When upload is enabled, the JSON payload includes ingestion metadata:

```json
{
  "file_id": "<uuid>",
  "ai_path": "{user_id}/files/{file_id}/ai/ai.md",
  "derivatives": [
    {
      "kind": "text_original",
      "path": "{user_id}/files/{file_id}/derivatives/source.txt",
      "content_type": "text/plain"
    }
  ]
}
```

## Default Save Location

Transcripts are saved to:
```
R2/Transcripts/
```

## Supported Audio Formats

- **Common**: MP3, M4A, MP4, WAV
- **Other**: AAC, FLAC, OGG, and more (via ffmpeg)

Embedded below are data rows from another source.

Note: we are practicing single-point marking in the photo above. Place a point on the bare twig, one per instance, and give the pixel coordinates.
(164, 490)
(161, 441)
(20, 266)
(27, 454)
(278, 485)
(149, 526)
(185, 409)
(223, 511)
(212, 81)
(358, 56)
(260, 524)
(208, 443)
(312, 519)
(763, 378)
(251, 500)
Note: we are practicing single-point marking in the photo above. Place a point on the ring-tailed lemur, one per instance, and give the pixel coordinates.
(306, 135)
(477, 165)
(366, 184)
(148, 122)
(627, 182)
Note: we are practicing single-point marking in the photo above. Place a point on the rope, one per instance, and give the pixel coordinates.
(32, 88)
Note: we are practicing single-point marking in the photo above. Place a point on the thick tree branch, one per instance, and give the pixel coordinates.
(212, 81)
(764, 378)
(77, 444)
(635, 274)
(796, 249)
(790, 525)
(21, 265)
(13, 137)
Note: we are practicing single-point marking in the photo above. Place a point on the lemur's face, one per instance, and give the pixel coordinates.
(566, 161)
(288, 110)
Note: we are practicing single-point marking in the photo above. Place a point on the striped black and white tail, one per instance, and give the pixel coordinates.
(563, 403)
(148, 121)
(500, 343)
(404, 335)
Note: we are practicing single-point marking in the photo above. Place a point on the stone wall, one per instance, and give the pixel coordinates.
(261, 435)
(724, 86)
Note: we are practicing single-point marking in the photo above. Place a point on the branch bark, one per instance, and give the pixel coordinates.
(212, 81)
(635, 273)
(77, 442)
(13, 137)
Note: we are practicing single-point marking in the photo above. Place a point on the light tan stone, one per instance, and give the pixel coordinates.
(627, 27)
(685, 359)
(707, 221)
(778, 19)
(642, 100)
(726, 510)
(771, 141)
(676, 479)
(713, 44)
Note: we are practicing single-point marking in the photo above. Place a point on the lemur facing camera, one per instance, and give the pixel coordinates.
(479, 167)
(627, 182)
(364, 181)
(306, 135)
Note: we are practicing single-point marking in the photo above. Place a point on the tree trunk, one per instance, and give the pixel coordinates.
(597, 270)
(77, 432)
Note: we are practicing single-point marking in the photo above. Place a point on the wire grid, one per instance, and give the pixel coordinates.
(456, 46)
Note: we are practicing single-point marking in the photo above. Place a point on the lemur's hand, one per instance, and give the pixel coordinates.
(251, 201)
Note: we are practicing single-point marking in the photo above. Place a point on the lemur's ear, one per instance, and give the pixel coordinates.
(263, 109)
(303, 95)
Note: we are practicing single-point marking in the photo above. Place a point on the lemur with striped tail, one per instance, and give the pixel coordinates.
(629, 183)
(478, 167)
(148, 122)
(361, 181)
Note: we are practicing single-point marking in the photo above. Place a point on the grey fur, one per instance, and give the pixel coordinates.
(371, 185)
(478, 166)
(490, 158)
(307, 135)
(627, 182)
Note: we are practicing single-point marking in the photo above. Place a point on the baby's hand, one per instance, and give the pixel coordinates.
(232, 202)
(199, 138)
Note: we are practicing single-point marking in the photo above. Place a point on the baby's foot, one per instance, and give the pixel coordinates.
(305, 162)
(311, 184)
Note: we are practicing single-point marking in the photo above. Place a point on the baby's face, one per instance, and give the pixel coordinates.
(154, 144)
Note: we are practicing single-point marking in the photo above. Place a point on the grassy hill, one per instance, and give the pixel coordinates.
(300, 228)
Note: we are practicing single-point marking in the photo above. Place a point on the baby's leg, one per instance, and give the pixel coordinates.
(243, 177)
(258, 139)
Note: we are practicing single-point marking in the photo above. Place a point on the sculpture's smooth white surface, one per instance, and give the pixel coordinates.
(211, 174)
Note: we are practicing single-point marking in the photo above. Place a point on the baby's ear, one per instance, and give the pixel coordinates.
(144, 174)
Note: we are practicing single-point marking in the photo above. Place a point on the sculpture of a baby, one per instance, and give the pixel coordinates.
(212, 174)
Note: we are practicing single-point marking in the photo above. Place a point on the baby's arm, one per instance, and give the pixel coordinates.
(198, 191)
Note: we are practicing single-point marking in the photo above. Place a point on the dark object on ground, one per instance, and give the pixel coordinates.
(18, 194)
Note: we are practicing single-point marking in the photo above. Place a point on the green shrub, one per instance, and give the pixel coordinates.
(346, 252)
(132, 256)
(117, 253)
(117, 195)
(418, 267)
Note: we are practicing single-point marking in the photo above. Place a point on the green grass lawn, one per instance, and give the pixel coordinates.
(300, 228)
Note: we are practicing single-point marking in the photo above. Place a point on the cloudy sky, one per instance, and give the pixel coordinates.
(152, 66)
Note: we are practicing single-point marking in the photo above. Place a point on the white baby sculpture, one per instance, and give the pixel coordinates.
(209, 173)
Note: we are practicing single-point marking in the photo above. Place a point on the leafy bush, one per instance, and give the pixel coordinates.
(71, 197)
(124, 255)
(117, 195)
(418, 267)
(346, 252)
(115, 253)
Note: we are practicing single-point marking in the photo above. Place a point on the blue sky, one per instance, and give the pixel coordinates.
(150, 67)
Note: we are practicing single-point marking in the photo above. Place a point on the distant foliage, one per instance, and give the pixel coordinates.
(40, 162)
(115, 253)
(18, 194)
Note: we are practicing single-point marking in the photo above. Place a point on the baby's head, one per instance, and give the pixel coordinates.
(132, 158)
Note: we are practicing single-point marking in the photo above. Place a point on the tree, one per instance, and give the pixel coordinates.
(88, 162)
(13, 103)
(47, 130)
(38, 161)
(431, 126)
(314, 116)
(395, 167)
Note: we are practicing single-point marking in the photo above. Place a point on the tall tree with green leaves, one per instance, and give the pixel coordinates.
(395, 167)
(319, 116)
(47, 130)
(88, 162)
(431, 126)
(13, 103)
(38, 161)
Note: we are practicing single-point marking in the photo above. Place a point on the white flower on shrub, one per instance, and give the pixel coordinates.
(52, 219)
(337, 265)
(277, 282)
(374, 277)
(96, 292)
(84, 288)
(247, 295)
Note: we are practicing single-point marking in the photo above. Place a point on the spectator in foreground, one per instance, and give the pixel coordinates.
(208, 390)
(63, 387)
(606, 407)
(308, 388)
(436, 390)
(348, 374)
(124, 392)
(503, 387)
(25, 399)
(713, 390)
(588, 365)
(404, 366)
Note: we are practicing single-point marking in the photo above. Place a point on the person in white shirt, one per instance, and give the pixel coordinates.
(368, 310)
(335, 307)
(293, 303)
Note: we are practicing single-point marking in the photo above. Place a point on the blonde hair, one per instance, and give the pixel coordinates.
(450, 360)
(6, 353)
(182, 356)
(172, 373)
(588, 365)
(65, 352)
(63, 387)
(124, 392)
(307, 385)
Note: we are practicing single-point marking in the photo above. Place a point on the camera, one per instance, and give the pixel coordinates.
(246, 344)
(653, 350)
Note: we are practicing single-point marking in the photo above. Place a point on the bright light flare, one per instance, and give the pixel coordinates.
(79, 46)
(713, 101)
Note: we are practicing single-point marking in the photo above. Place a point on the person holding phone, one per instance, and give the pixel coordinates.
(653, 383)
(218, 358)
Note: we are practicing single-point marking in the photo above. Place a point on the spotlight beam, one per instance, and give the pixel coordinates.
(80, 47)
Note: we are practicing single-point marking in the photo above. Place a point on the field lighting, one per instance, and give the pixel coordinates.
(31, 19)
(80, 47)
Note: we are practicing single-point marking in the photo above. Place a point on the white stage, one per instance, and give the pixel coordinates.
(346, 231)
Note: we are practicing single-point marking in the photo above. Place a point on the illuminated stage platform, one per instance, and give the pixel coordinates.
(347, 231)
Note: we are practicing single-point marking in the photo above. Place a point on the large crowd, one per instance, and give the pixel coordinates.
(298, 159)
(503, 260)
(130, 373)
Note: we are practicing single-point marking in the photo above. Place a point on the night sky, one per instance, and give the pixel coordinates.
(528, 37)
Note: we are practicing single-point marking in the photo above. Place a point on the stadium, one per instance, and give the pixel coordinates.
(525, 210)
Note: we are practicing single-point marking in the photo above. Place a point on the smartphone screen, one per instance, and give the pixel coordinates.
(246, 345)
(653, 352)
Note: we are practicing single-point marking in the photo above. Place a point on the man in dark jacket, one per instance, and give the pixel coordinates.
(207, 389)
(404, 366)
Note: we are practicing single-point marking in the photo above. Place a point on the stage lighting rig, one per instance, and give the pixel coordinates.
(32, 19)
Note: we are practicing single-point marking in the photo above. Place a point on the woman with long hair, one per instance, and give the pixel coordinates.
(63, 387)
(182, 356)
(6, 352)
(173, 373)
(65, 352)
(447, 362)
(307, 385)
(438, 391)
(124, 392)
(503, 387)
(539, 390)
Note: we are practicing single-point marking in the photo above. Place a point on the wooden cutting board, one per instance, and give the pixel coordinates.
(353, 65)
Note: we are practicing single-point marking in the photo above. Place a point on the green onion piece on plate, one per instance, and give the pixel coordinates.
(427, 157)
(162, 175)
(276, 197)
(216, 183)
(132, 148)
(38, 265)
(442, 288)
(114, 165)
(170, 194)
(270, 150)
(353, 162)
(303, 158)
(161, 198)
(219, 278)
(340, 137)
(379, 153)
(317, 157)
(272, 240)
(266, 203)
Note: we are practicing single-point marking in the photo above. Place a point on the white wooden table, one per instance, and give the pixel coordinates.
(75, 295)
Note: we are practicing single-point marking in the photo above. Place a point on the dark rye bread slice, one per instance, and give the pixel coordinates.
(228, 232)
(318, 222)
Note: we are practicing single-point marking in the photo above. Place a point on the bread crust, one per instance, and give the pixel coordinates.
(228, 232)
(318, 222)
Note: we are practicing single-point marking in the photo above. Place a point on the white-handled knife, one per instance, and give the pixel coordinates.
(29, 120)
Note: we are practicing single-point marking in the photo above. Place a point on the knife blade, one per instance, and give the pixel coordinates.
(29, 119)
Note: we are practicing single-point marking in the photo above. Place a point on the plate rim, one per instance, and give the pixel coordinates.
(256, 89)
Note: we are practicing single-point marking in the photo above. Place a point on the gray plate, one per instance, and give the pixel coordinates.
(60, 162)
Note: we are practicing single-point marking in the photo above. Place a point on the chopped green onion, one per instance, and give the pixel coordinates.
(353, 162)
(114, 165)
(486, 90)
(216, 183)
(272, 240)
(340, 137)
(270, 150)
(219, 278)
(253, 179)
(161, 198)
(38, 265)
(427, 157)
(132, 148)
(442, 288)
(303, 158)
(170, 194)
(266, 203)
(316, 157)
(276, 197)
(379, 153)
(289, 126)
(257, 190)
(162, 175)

Files are automatically converted during chunking to maintain compatibility.

## Chunking Behavior

**Automatic Chunking When**:
- File size > 25MB (API limit)
- File duration > 8 minutes (for gpt-4o models, token limit safety)

**Chunk Parameters**:
- Standard chunks: 5-30 minutes each
- gpt-4o chunks: 5 minutes max (to avoid 2048 token limit)
- 80% of max file size for safety margin
- Full audio coverage verification

## Retry & Error Handling

- **Timeouts**: 3 retries with exponential backoff (1s, 2s, 4s)
- **Server errors (5xx)**: 3 retries with backoff
- **Dynamic timeouts**: Based on file size (120-300 seconds)
- **Clear error messages**: With actionable suggestions

## Progress Tracking

Real-time progress bars show:
- Audio chunking progress
- Transcription progress per chunk
- Chunk details (duration, size)
- Word counts per chunk
- Total coverage verification

## Model Comparison

**gpt-4o-transcribe** (default):
- Best quality and accuracy
- Supports 140+ languages
- 2048 token output limit
- Requires chunking for long files

**gpt-4o-mini-transcribe**:
- Faster and cheaper
- Good quality
- Same token limits as gpt-4o

**whisper-1**:
- Legacy model
- No token limits
- Good for very long files
- Slightly less accurate

## Usage Costs

Token usage is reported in transcript metadata:
- Input tokens: Audio duration
- Output tokens: Transcribed text
- Total tokens: Sum of both

Check OpenAI pricing for current rates per token.